The North Albany cameras went live last April, and the others in October. Police Chief Marcia Harnden points out that the number of events caught by the cameras spiked in October and has begun to taper off since then.

But the number of tickets issued has been stable: 889 in November, 875 in December, and 886 last month. (hh)





15 responses to “How come drivers still getting caught?”

  1. Bill Kapaun says:

    How many fewer accidents? Or was this just possibly a SCAM?

    • Shaun R. says:

      Mr. Hering reported in a Dec. 13, 2023 that Police Chief Marcia Harnden “told the council Wednesday night that speeding is by far the biggest problem the Albany police get complaints about.” (https://hh-today.com/council-oks-red-light-and-speed-cameras/)

      Stopping speeding – not accidents – was Chief Harnden’s main concern. And raising revenue for city coffers was the reason the City Council agreed to the cameras.

      So, no, not a scam.

    • Ray Kopczynski says:

      I wonder how many have been repeat offenders… If any, those folks deserve every dime of fine(s) they get! 1st-timers? I’ll suggest that after all the “PR” this issue has garnered, and folks still don’t get the message, they too deserve the fine. Over time, the speeding will slow down. Sometimes folks need a two-by-four across the forehead to get their attention. Multiple and/or higher fines will eventually do that.

  2. Rachel LaBrasseur says:

    I wonder how many of these “speeders” are fire trucks/ ambulance or some other type of law enforcement? I can’t wait for the flashers to be installed. 7am-5pm is ridiculous. It should be in my opinion when lights are flashing or children are present.

  3. Shaun R. says:

    I reviewed your earlier writing on this topic (so many articles!) and came across this line:
    “Actually, though, any worry about this is probably overdone. Even without the threat of photo radar, when there’s traffic in the school zone on North Albany, it’s hard to earn a speeding ticket because traffic is usually slow.” (Sep 19, 2024: https://hh-today.com/more-details-about-traffic-camera-timeline/)

    Albany residents have proved you wrong :)

  4. Mac says:

    Just a money grab! Yet another tax without vote! Oregon at its finest!
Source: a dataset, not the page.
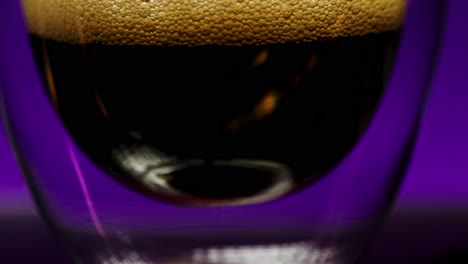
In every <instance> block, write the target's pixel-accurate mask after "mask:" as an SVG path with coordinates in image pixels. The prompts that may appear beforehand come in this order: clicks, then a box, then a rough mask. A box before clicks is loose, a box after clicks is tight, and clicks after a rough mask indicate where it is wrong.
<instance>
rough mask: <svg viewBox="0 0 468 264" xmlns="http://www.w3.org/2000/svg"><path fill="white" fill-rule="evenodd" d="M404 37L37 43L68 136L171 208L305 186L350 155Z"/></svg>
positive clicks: (271, 195) (46, 80) (280, 192)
  5. Richard Vannice says:

    My past experience about tickets and accidents is that when one of these happen, and the driver will admit to it, their attention is on something else, cell phone, financial problems, momentary distraction by children or pets in vehicle, illness, etc. It is seldom intentional.
    When driving we should be more attuned to our surroundings and watch out for the other guy

  6. Cheryl P says:

    How is going through a school zone at 30 to 40 mpg ‘natural and safe’?

    • Mac says:

      These schools are not close to the road, they are not open campuses, there should not be kids out near the road during school hours. How is it unsafe?

  7. Sam Chong says:

    How come drivers still getting caught?
    Drivers still breaking law!
    The irony of many infractions in school zone; was learning at these schools failure? drivers cant read a street sign or tell time!

    • Austin says:

      There’s probably more people driving out that way than you’d imagine. So probably a lot of people are first time offenders getting hit. Although, probably just as many are people who just don’t care. They feel that their time is more important than anyone else’s.

  8. Julz says:

    As an example: We’re retired, but my husband occasionally changes the clock in my car so that I’m not late to monthly Dr appts. (It sometimes works). One day when going home on NA Rd I received a ticket for doing 35 mph at 4:57 pm. I was thinking it was past 5 pm… this has been my only ticket in the past 10+ years.